Church files show N.H. bishop McCormack’s role in Shanley case

By J.M. Hirsch
Foster’s Online
April 9, 2002

Concord, N.H. -- Bishop John McCormack was among top church officials who turned a blind eye for years to molestation allegations against a priest who publicly advocated sex between men and boys, according to church records released Monday.

McCormack was in charge of ministerial personnel for the Roman Catholic Archdiocese of Boston when the Rev. Paul Shanley was shuffled from one assignment to another in the 1980s and 1990s, according to Roderick MacLeish, a lawyer who released the documents at a news conference in Boston. MacLeish is representing a man who says Shanley molested him.

The documents, released to MacLeish by the archdiocese by court order, leave little doubt that church officials knew of accusations dating back to 1967 against Shanley.

McCormack, bishop of the Manchester Diocese since 1998, said he had not seen the documents and could not comment on them. The archdiocese also had no comment Monday. Shanley, believed to be in California, could not be reached.

In a written statement, McCormack did say it was "sad and clear that some priests have betrayed the trust of the people. I am sorry for this and I apologize sincerely for all that has been inflicted by the horrible actions of some priests."

McCormack, who attended seminary with Shanley, was in charge of ministerial personnel for the Boston archdiocese from 1984 to 1994. From 1992 to 1995, he handled sex abuse complaints against priests for Cardinal Bernard Law.

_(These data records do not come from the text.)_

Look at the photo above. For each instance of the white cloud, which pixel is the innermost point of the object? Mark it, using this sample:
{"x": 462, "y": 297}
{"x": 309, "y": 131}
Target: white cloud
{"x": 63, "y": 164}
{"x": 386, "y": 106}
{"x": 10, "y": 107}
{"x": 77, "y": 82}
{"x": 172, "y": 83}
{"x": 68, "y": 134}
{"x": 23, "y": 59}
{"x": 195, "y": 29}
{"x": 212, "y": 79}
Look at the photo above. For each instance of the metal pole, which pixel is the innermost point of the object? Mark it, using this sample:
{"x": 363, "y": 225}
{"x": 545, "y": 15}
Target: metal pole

MacLeish said a Rochester, N.Y., woman wrote to Law in April 1985 to complain that she had heard Shanley speak about sex between men and boys, and that Shanley reportedly said, "when adults have sex with children, the children seduce them."

According to the records, the letter was forwarded to McCormack, who told the woman he would speak with Shanley about it soon. In a June letter, McCormack asked Shanley if he would like to comment on the complaint and suggested the two "get together and talk someday."

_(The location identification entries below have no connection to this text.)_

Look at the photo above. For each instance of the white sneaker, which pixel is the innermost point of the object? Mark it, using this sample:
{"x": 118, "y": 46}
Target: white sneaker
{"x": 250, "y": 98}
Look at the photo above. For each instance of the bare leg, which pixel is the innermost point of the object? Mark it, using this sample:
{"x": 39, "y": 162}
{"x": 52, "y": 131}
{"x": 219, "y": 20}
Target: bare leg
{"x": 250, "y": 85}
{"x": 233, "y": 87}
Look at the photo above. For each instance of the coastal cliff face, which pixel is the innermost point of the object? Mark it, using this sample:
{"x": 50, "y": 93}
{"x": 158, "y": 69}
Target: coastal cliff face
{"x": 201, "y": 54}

MacLeish said the response showed that Shanley’s alleged molestation was common knowledge around the archdiocese, and of little concern to it.

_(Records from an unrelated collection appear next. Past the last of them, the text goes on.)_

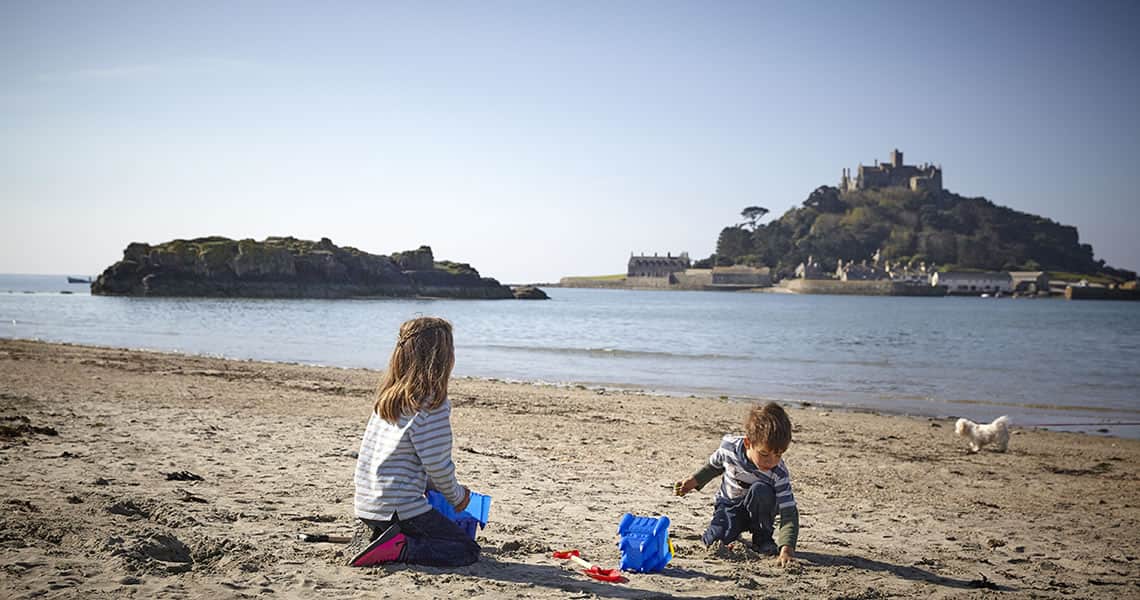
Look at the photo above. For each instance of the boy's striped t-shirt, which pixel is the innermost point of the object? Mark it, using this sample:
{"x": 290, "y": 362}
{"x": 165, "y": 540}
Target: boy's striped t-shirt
{"x": 740, "y": 473}
{"x": 398, "y": 462}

Around the same time, Shanley also worked as chaplain at Boston State College and at McLean Hospital. When a hospital patient accused Shanley of sexually assaulting him, Shanley lost that job, MacLeish said.

He said McCormack was among those copied in on the complaint.

"Again, nothing was done," MacLeish said.

The records also show that in 1989 Law made McCormack directly responsible for Shanley, who that year went on sick leave and by 1990 was working at St. Anne Catholic Church in San Bernardino, Calif.

The records contain numerous letters between McCormack and Shanley during this period. In them, McCormack expressed concern for Shanley’s well-being. In one letter, Shanley told McCormack he was working on youth retreats.

Church officials in San Bernardino have complained that the archdiocese sent Shanley to them without telling them about the numerous allegations against him.

McCormack appears to have had some concerns. In a December 1990 letter to another church official, McCormack said Shanley was not well.

"If he came back (to Massachusetts), I do not know what we would do with him," he said.

A year later, McCormack wrote, "It is clear to me that Father Shanley is a sick person."

Nevertheless, it was not until 1993 that McCormack alerted the diocese in San Bernadino, according to its spokesman, the Rev. Howard Lincoln. Then, Lincoln said, McCormack passed on allegations of sexual misconduct by Shanley 20 years earlier.

In the letters, Shanley expressed concern about charges being made against him back East. In a January 1994 letter, McCormack told Shanley he would let him know if anything was filed.

MacLeish said the correspondence contains numerous references to Shanley going to Costa Rica or elsewhere overseas.

In another letter that year, McCormack told Shanley there had been no additional legal activity against him, and praised him. "It is wonderful how you maintain your sense of humor," McCormack wrote.